How could you look so deeply into my eyes and do the same for another?  My Oh My, what an eventful life you lead!  How tiresome it must be living two lives, having two women to provide you with every waking need, having two people to make feel special and loved, two to say goodnight & good morning to, two to give attention to, two to allow you to walk all over them on your high horse.  My once feeling of pure selflessness that you possessed has turned to pure selfishness.  You are nothing you said you were. 

 I suppose I should take some blame here as well… I put you up on that pedestal…. I made you to be a respectable man.  A man who cared.  You never gave a shit about me.  Ten years I loved you. Willingly & completely.  And now, you had one chance.  The one chance I have been waiting for for ten years.  You could have come clean.  Everything was out. Our dirty laundry was there for everyone to see and you had a chance to claim me.  To make this right.

  The chance to be a MAN.  

instead.......& You LIED. 

You lied to your boss. You lied to your wife. You lied to your friends, who know the truth by the way, so now you look really fuckin stupid.  What I find even more disturbing is the fact that you told your brother the truth & involved him in this disaster that we have created.  You asked him to break the law. Now seeing as how you are BOTH officers, I thought it was safe to assume that you knew better than to send him to your house and have him steal the letter addressed to your wife.  I don't blame you.  I was panicking too.  But, I wish she had gotten that letter.  She deserves that letter.  

I am so angry, disgusted, distraught, crushed, confused, anxious,  annoyed, infuriated, offended, and just plain devastated.  I can honestly say that what you have put me through, not only in the last ten years, but more so in the past 3 weeks, has been the hardest thing I have ever been through.  I hate to even give you that title, because quite frankly I don't think you deserve even that right now.  I don't know if I will ever forgive you.  I know that at some point in my life I should or may have to try just to move on.
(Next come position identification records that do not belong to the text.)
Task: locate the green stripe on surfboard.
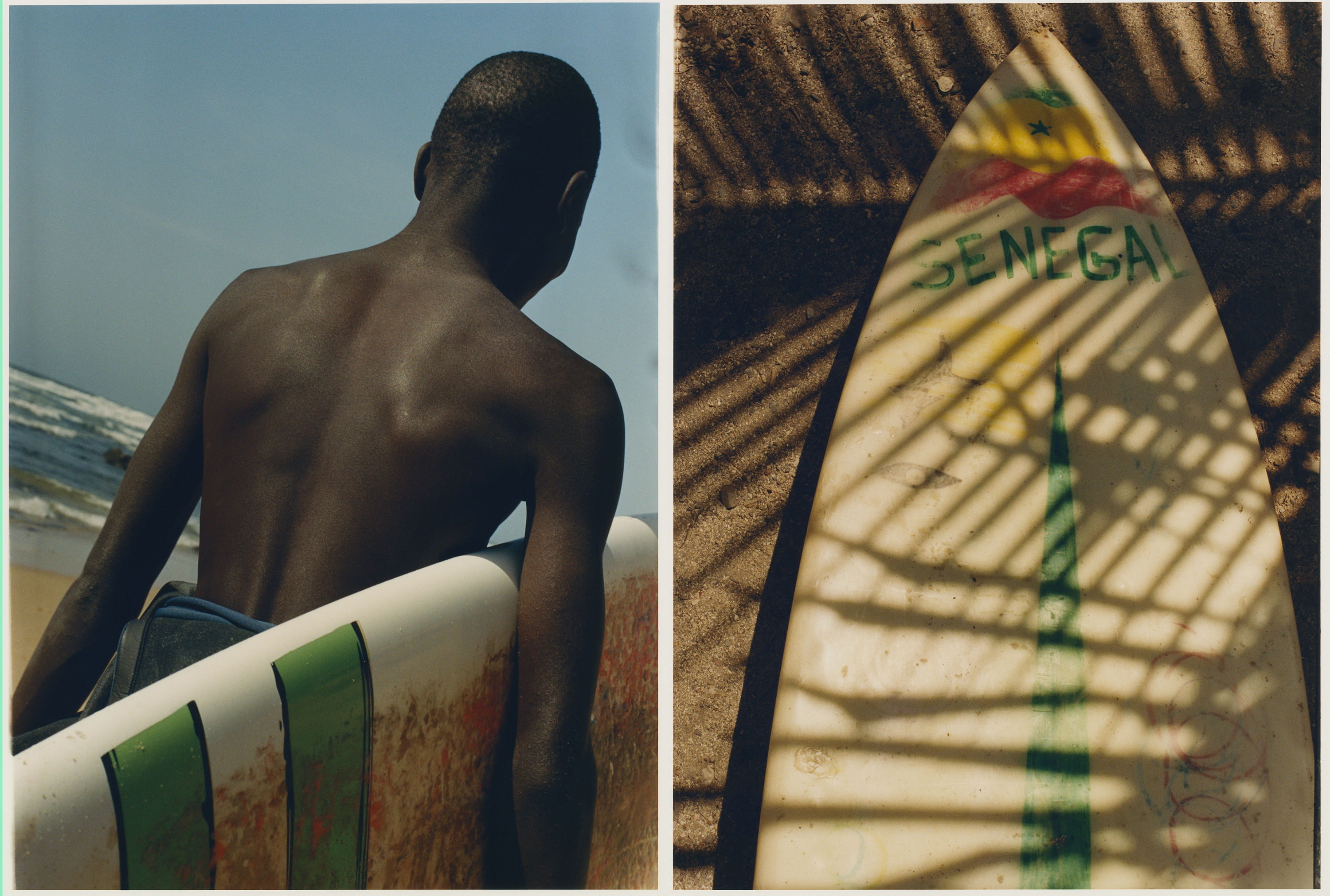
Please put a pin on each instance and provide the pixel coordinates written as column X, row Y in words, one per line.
column 1055, row 845
column 163, row 791
column 326, row 716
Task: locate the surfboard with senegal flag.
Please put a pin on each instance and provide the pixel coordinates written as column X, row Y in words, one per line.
column 1042, row 633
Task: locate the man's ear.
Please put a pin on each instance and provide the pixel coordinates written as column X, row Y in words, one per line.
column 422, row 163
column 574, row 203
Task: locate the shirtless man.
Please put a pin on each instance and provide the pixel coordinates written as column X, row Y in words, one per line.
column 350, row 419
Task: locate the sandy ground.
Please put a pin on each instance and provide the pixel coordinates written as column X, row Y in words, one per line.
column 43, row 564
column 801, row 135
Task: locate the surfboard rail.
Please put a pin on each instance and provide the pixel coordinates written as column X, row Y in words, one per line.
column 349, row 748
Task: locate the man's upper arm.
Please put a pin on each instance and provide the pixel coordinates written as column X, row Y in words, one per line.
column 560, row 616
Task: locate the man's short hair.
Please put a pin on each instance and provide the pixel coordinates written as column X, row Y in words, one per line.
column 519, row 120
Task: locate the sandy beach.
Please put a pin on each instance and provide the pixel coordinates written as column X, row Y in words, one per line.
column 801, row 135
column 43, row 564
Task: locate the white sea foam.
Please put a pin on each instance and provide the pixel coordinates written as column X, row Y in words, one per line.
column 63, row 432
column 91, row 405
column 31, row 506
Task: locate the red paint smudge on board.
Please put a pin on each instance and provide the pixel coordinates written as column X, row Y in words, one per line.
column 1087, row 184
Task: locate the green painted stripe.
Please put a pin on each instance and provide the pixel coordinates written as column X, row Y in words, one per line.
column 163, row 794
column 1055, row 845
column 326, row 716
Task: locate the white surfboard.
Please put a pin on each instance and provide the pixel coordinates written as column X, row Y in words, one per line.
column 348, row 748
column 1042, row 632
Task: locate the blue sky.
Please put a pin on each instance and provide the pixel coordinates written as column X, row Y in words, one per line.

But right now, Shamus, I fucking loathe you.  I want you to hurt like you have hurt me.  I want to call your wife and tell her everything.  I want to see you cry real tears for once.   But I am better than that. I am better than you.  

 I see you in my dreams and I wake up sweating and crying.  I hear you in my thoughts and I can still smell you every so often on my bed.  But you- you aren't even human.  & right now, you don't deserve my forgiveness. 


-Fool


                             "Not Even Human"

4 comments:

  1. Should I just stop at saying that I am happy to read this post?

    I won't, coz' I wanna tell you that what goes around comes around, and I am almost certain that one day, something will calm this fire down. Because you deserve way better than this. You really do.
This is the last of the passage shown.